OpenRouter’s live routing page offers a provider-agnostic pulse on how Llama-3.1-70B Instruct performs in the wild—tracking average latency (s) and average throughput (tokens/sec) by provider, plus uptime. It’s a different dataset than ArtificialAnalysis (continuous, production-mixed traffic), so it’s useful to sanity-check the trends seen in AA’s controlled runs.
| Provider | Latency (avg, s) | Throughput (avg, tok/s) | Notes |
| DeepInfra | 0.59 | 17.95 | Sub-second latency in most snapshots; solid mid-pack throughput. |
| DeepInfra (Turbo) | 0.33 | 50,42 | Lowest latency in the pack with higher throughput than the standard version. |
| Hyperbolic | 0.64 | 105.6 | High throughput, but at the cost of a significantly higher latency compared to the top of tier. |
| Together.ai | 0.33 | 113.3 | Highest throughput and lowest latency of all providers. But comes at nearly double the price. |
| Simplismart | – | – | No OpenRouter stats |
| Amazon | – | – | No OpenRouter stats |
For coding copilots, IDE plug-ins, and RAG agents, you need three things: instant starts, predictable tails, and sane $/M as prompts get long. DeepInfra checks all three. Turbo (FP8) delivers sub-half-second TTFT with one of the tightest variance profiles, so p95/p99 stay steady under load. Its large-context curve is flat through short and medium prompts and remains competitive at 100k tokens, keeping first tokens flowing even when you stuff the window.

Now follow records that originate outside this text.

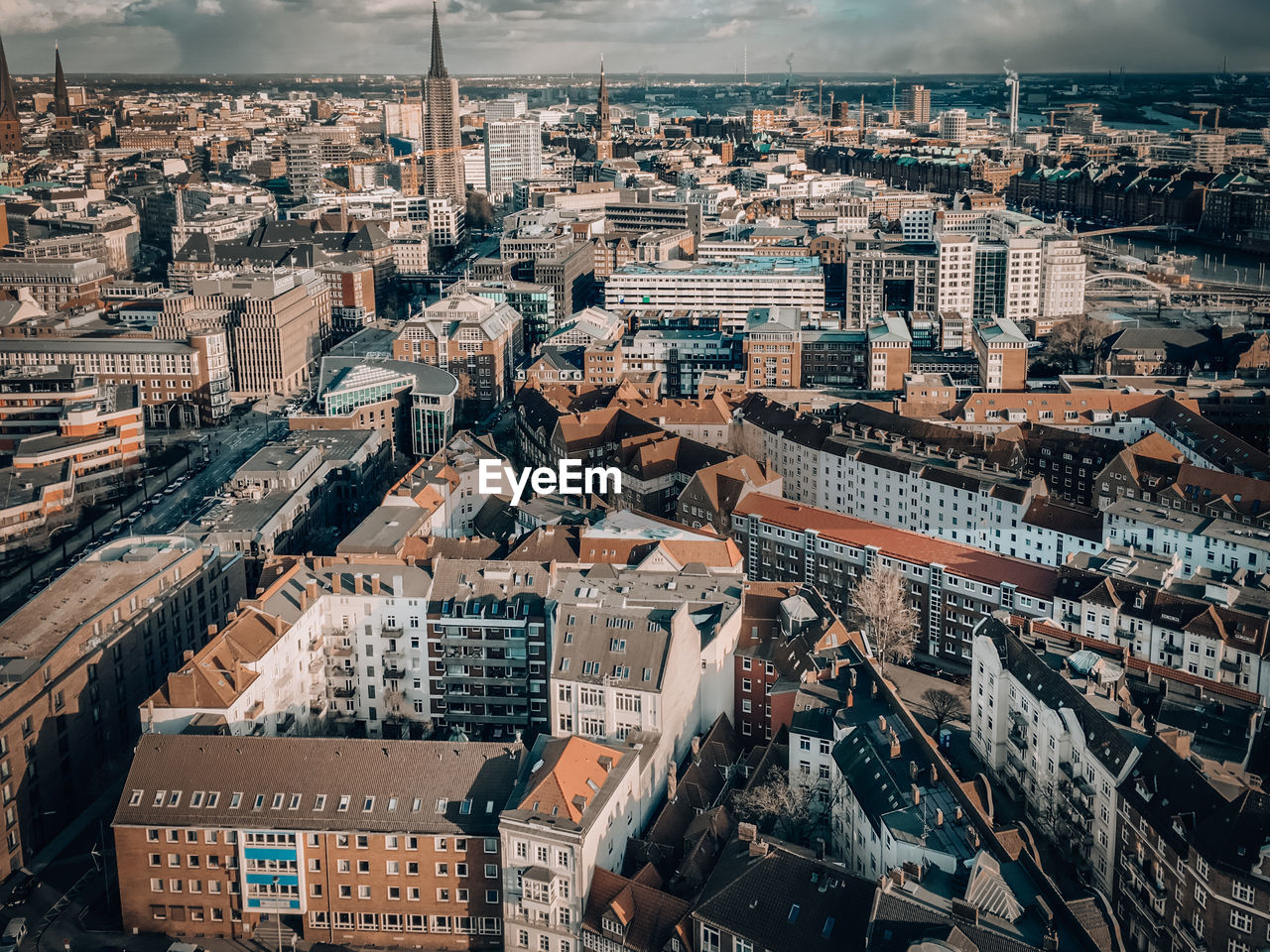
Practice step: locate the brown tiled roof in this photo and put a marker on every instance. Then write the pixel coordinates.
(649, 916)
(318, 783)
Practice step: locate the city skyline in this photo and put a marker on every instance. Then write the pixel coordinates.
(905, 37)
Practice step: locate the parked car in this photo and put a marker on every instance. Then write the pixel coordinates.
(23, 885)
(13, 934)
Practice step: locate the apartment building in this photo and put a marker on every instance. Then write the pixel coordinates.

On price, DeepInfra’s $0.40/M for Llama 3.1 70B (Turbo and Standard) undercuts the $0.72–$0.90+ cohort, which shows up as a lower cost-per-completion once you hit production volumes. In AA’s E2E-vs-Price view, DeepInfra Turbo sits in the attractive quadrant—low cost with acceptable wall-clock—while others tend to trade one dimension for the other (faster but pricier, or cheaper but slower). OpenRouter’s live stats reinforce the picture: sub-second average latency with solid throughput. Put together, DeepInfra is the most balanced choice for shipping Llama 3.1 70B Instruct to production—fast enough to feel instant, predictable enough for SLAs, and priced to scale.
Disclaimer: This article reflects data and pricing as of October 23, 2025. Benchmarks and provider rates can change quickly, so please verify the linked sources and rerun representative evaluations before making decisions.